I can understand that! However it seems I finally got it running - with a strange problem left. What I did:

  • Reset the directory rights as suggested:
    chown -R syncthing:syncthing /home/syncthing/.config/syncthing
    chmod -R 750 /home/syncthing/.config/syncthing
  • Created a dir /var/log/syncthing and set its group and owner to synthing to enable the non-root syncthing to log to that dir.
  • Stopped syncthing’s root services and disabled them:
    systemctl stop syncthing@root.service
    systemctl stop syncthing-inotify@root.service
    systemctl disable syncthing@root.service
    systemctl disable syncthing-inotify@root.service
  • Reenabled them for the user syncthing:
    systemctl enable syncthing@syncthing.service
    systemctl enable syncthing-inotify@syncthing.service
    (this created the respective symlinks)
  • Edited /lib/systemd/system/syncthing@.service and /lib/systemd/system/syncthing-inotify@.service and changed the command lines to
    ExecStart=/usr/bin/syncthing -no-browser -logfile=/var/log/syncthing/syncthing.log -logflags=3
    and
    ExecStart=/usr/bin/syncthing-inotify -logfile=/var/log/syncthing/syncthing-inotify.log -logflags=3 -api="xxxx"
  • Executed systemctl daemon-reload
  • Create a file /etc/logrotate.d/syncthing with the following content:
    /var/log/syncthing/syncthing.log
    /var/log/syncthing/syncthing-inotify.log
    {
    rotate 4
    weekly
    missingok
    notifempty
    compress
    delaycompress
    sharedscripts
    postrotate
    invoke-rc.d rsyslog rotate > /dev/null
    endscript
    }
  • And finally I started both services:
    systemctl start syncthing@syncthing.service
    systemctl start syncthing-inotify@syncthing.service

This all works, it’s syncing, the web interface is accessible, everyting’s fine. :smile:

The only quirk I currently have is that both logfiles, syncthing.log and syncthing-inotify.log have been successfully created in /etc/log/syncthing but they stay empty.
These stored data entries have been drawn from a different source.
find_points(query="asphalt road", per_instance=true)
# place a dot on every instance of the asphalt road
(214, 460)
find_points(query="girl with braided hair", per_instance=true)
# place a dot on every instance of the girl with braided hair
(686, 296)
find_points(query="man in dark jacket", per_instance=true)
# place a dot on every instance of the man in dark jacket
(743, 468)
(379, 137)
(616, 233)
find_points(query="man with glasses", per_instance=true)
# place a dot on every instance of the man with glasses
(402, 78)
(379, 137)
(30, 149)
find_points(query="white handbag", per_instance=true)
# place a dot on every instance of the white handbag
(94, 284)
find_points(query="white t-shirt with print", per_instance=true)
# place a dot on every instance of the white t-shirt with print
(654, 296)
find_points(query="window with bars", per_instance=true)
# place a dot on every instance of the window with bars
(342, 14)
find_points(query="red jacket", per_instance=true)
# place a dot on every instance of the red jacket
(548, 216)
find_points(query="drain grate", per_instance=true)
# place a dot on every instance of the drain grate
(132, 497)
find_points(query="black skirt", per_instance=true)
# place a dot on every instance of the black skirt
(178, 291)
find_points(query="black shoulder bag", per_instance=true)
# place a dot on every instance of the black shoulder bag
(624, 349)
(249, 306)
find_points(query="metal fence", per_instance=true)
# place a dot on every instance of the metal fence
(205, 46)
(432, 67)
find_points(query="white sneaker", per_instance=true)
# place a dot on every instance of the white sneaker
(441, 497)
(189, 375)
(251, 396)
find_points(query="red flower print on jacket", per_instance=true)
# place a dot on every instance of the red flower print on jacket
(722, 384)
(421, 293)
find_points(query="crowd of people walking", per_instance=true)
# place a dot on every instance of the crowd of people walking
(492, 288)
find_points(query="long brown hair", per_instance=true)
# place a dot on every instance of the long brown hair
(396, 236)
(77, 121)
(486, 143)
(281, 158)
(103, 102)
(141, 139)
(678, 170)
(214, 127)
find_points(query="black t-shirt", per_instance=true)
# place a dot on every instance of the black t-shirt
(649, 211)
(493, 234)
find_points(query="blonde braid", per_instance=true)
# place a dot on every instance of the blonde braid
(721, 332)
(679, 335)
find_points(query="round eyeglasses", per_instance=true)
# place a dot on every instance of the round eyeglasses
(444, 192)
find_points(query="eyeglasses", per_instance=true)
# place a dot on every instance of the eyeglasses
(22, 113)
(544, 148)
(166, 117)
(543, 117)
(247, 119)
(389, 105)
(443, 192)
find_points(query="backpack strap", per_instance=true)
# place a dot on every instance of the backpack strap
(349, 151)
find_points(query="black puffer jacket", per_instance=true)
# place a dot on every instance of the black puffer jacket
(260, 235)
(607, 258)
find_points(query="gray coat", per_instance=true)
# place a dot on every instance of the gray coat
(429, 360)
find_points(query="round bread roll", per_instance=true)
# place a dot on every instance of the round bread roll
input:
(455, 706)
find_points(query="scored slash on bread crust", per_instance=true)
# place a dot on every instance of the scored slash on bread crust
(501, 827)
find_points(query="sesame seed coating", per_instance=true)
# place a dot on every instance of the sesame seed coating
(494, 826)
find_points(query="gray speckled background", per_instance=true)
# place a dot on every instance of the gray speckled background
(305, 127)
It seems it is not that syncthing doesn’t try to log something there, apparently something’s constantly deleting it. I judge that from the fact that I can see that both files are constantly being touched as the modify time of both files is always “up to date”, means it’s always set to the current time. Any idea what could cause this?

THX

Don


#12

Meanwhile I found out what caused that: The Cubietruck is a very small machine and it’s booting from an SD-card. In order to minimize writes to the card the distro comes with a tool called log2ram. It redirects /var/log to a ram disk that is cyclically written to SD via a cron job. The problem here is that the space reserved in RAM for the log is not too big, by default it’s 40M. The bunch of log entries syncthing generates completely flooded this fs. Plus it blocked logrotate from working:

error: Compressing program wrote following message to stderr when compressing log /var/log/syslog.1:
gzip: stdout: No space left on device
error: failed to compress log /var/log/syslog.1

Without manual interaction this is blocking forever. I meanwhile solved the problem and logging is operational again, so this is solved.